290964 The Development of Three-Dimensional Lung Multicellular Spheroids in Air and Liquid Interface Culture for the Evaluation of Anti-Cancer Therapeutics

Monday, October 29, 2012
Hall B (Convention Center )
Alexandra N. Tsoras1, Samantha A. Meenach2,3, Kimberly W. Anderson1 and Dr. J. Zach Hilt1, (1)Chemical and Materials Engineering, University of Kentucky, Lexington, KY, (2)Chemical Engineering, University of Rhode Island, Kingston, RI, (3)Pharmaceutical Sciences - Drug Development Division, University of Kentucky, Lexington, KY

The translation of in vitro results to in vivo applications has limitations due to conventional two-dimensional (2D) in vitro conditions lacking the ability to create a physiologically representative model. The utilization of three-dimensional (3D) cell culture in Air Interface Culture (AIC) conditions creates an extremely beneficial model of lung cancer tumors via the development of multicellular spheroids (MCS). This study investigated a new 3D cell culture technique to model lung tumors in vitro.  The first step in the creation of this model was to optimize 3D culture by applying collagen (a semi-non-adhesive material) to a Transwell in a 12-well plate. Lung cancer cells were seeded (H358, bronchioalveolar carcinoma, type II alveolar cells and A549, lung adenocarcinoma, type II alveolar cells) on the collagen.

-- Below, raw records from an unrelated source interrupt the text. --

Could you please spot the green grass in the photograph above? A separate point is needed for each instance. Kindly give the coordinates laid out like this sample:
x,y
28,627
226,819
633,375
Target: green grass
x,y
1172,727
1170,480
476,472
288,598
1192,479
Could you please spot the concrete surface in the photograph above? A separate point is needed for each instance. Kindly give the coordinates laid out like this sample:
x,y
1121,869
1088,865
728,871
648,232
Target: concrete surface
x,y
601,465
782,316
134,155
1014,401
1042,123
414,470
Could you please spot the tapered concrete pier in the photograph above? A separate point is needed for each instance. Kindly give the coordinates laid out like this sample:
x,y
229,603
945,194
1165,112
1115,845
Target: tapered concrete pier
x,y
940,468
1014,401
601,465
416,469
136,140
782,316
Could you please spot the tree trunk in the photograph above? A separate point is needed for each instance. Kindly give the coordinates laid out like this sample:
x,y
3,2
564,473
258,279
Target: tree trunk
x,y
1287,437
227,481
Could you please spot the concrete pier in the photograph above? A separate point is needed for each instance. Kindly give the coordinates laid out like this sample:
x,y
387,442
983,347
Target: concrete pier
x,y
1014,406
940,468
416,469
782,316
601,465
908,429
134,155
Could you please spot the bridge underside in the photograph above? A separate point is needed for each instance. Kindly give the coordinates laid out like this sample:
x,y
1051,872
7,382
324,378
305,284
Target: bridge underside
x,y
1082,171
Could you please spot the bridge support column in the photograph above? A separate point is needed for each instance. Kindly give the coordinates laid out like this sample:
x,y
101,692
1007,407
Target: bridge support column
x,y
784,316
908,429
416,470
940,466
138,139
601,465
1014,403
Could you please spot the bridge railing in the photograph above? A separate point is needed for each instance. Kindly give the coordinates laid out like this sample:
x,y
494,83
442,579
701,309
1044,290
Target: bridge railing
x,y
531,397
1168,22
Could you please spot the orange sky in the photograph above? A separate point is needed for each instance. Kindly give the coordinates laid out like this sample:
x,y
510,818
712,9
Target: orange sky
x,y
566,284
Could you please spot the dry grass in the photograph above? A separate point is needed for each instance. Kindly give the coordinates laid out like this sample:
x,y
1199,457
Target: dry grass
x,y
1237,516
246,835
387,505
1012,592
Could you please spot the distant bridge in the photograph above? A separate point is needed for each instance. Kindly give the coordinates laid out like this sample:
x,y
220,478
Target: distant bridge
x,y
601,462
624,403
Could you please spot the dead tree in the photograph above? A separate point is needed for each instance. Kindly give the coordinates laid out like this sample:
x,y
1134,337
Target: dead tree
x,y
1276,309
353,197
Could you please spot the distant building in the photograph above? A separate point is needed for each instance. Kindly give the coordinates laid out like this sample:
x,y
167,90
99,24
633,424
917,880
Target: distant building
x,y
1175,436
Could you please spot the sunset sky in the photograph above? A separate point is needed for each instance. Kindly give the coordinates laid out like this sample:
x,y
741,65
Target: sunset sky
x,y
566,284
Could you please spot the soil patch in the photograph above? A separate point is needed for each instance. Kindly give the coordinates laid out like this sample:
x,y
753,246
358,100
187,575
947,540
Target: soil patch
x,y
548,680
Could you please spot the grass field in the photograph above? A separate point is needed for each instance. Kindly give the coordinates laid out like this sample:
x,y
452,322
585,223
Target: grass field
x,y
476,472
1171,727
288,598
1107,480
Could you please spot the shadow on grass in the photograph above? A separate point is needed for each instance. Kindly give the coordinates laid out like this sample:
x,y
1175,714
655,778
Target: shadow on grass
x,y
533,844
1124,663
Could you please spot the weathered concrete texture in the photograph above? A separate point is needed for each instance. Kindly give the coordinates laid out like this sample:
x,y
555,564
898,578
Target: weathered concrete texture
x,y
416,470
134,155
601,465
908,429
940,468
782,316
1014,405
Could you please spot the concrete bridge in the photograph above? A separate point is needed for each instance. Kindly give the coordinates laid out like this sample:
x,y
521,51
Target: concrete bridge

The semi-non-adhesive collagen allowed the cells to preferentially attach to one another rather than to the surface, thus creating MCS. To better mimic the conditions of lung cancer specifically, the next step was to create AIC as opposed to the commonly used Liquid Covered Conditions (LCC). Once the cells attached to the collagen, the cell media on the apical side of the Transwell was removed. The basolateral side of the well was filled with cell media to allow for effective nutrient transport to the cells while also exposing the cells to air. Through the use of brightfield microscopy imaging and Nikon Software area measurement of the MCS that formed in both AIC and LCC conditions, the AIC model proved to yield healthy MCS at sizes similar to MCS formed in LCC conditions (100-200μm).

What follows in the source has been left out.